American soccer player (born 2003)

Ashlyn Reed Miller (born May 16, 2003) is an American professional soccer player who plays as a midfielder for USL Super League club Brooklyn FC. She played college soccer for the Texas Longhorns.

== Early life ==
Miller was born to former college athletes Valeria and Sean Miller. She grew up in McKinney, Texas, and attended Liberty High School.
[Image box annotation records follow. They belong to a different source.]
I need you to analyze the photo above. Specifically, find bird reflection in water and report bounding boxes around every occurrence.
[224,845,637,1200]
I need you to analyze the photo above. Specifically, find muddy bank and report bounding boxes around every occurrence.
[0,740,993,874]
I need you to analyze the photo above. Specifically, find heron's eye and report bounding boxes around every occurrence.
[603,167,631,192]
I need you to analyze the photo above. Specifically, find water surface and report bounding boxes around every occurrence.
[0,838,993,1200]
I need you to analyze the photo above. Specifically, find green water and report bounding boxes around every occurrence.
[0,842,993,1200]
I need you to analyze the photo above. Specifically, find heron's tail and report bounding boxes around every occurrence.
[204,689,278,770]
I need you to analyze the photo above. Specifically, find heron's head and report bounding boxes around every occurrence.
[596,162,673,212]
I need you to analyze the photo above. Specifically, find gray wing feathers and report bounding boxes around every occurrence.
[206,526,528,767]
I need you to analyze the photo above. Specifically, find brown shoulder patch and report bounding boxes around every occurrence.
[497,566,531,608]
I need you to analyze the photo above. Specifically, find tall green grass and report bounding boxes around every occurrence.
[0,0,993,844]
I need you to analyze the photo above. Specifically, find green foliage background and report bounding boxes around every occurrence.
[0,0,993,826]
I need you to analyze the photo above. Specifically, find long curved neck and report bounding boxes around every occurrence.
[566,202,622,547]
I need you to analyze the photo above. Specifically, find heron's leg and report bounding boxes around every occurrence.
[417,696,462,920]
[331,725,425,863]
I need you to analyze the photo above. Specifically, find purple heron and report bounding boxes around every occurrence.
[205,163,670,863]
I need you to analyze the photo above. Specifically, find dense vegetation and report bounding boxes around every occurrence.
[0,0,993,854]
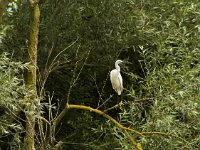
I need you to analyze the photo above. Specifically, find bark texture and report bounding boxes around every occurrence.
[24,0,40,150]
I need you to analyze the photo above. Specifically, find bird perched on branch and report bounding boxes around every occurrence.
[110,60,123,95]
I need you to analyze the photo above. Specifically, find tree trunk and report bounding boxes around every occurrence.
[0,0,10,23]
[24,0,40,150]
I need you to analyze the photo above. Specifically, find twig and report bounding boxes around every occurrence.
[66,104,145,137]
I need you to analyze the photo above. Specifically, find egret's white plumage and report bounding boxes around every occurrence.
[110,60,123,95]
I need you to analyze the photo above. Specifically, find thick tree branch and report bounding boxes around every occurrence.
[24,0,40,150]
[0,0,10,23]
[66,104,145,137]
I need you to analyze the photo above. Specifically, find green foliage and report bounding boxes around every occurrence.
[0,0,200,150]
[0,53,26,149]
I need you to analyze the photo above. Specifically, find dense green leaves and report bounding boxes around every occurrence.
[0,0,200,150]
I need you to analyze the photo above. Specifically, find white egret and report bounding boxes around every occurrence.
[110,60,123,95]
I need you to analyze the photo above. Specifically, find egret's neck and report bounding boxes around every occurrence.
[115,63,120,72]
Miller chose not to play high school soccer and instead devoted her time playing with local club team Solar SC. She was named as the 33rd best midfielder in the United States' Class of 2021 by the ECNL's rating metrics.

== College career ==
Miller played for the Texas Longhorns women's soccer team. She totaled 20 appearances as a freshman and registered 4 starts. She scored her first collegiate goal on November 7, 2021, converting a long-range shot against TCU in the Big 12 championship match. Miller had an increase in playing time in her sophomore year, starting in 15 of her 21 appearances. She played 90 minutes in all four of Texas' Big 12 and NCAA tournament matches. During the Longhorns' NCAA first-round match against Texas A&M, Miller scored to help propel her team to a 3–1 victory. She had a particularly successful September of 2022, recording two multi-assist games.

As a junior, Miller was tied for third on the Longhorns in goals scored. She also tallied a career-high 7 assists, one more than the previous season. Ahead of her senior year, Miller looked on as Texas relocated to the Southeastern Conference. She helped immediately stamp the Longhorns' place in the SEC by scoring the game-winner in Texas' first-ever win in their new conference, which came against Ole Miss. Over the course of the season, Miller shifted into a more significant leadership role both in games and off the field; her movement into the limelight was partially due to the injury and subsequent absence of future San Diego Wave teammate Trinity Byars. Miller ended up helping Texas cap off their first year in the SEC by winning the conference title.

== Club career ==
Miller signed her first professional deal, a national team replacement contract, with San Diego Wave FC on July 8, 2025. With her contract only activated through two mid-season friendlies against the Utah Royals, Miller not make an NWSL appearance for the club during her short stint.

On September 8, 2025, Miller signed for Australian club Brisbane Roar FC, participating in the 2025–26 A-League Women. On 3 January 2026, she scored her first A-League goal in an eventual 2–2 draw with the Wellington Phoenix. Later in the same month, Miller recorded a last-minute equalizer against Melbourne City to salvage a point in the 87th minute of the match.

On July 31, 2026, it was announced that Miller had signed with USL Super League club Brooklyn FC. She made her Super League debut on August 15, 2026, earning the start in Brooklyn's season-opening defeat to Lexington SC.